Reviewed by the Crucible team · Updated June 2026
Muscles worked
Setup
- Step onto the middle of the band with the foot opposite your working arm.
- Step back with the other foot into a staggered stance and hinge forward at the hips to a 45-degree angle.
- Grasp the band with your working hand, ensuring there is slight tension even at the bottom of the range.
- Place your non-working hand on your front thigh for support and maintain a flat, neutral spine.
How to do it
- Exhale and pull the band toward your hip by driving your elbow back and upward toward the ceiling.
- Squeeze your shoulder blade toward your spine at the top of the movement to engage the trapezius.
- Inhale as you slowly lower the band back to the starting position with a controlled 2-second eccentric phase.
- Complete all repetitions on one side before switching your stance and hand to the other side.
Form checklist
- Keep your spine neutral from your head to your hips; do not round your lower back.
- Avoid rotating your torso; keep both shoulders square to the floor throughout the set.

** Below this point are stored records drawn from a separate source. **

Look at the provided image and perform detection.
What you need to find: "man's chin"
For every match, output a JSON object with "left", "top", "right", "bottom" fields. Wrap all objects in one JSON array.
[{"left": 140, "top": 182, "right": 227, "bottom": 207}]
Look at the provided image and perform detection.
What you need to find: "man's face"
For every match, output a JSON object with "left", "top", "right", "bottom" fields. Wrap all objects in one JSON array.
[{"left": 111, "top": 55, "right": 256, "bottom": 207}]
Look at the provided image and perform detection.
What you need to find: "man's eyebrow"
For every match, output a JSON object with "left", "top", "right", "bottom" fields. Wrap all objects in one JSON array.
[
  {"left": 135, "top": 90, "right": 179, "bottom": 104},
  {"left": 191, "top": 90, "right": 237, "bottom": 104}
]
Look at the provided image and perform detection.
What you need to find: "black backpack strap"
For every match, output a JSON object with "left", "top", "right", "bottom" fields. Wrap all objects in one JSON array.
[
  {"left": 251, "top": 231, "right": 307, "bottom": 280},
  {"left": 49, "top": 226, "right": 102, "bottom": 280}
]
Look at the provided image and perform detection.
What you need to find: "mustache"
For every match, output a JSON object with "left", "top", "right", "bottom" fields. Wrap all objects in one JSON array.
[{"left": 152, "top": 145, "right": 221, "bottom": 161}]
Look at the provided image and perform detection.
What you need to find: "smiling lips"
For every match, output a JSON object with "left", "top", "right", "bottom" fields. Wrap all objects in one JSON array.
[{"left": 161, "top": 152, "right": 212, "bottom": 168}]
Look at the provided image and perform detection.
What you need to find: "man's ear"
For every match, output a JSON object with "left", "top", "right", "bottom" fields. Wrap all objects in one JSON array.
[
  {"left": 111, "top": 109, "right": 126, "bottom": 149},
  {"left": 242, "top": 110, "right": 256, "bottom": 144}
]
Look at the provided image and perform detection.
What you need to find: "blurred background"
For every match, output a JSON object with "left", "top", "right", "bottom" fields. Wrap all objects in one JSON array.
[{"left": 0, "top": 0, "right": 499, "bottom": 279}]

- Drive the movement with your elbow rather than pulling with your hand.
- Keep your elbow tucked close to your ribcage to focus the tension on the lats.
Pro tips
- Focus on pulling the band toward your hip crease rather than your chest to better isolate the lower lats and minimize bicep dominance.
- Pause for one second at the peak of the contraction to maximize the mind-muscle connection with the mid-back.
Make it harder
- Choke up on the band by grabbing it lower down to increase the resistance and starting tension.
- Incorporate a 3-second slow eccentric phase to increase time under tension for greater hypertrophy.
Frequently asked
- What muscles does the resistance band one arm bent over row work?
- The resistance band one arm bent over row primarily targets the lats and trapezius, and also works the obliques and serratus anterior as secondary muscles.
- What equipment do you need for the resistance band one arm bent over row?
- The resistance band one arm bent over row uses resistance band.
- Is the resistance band one arm bent over row good for beginners?
- Yes. The resistance band one arm bent over row is a beginner-friendly movement and a strong foundation to build on.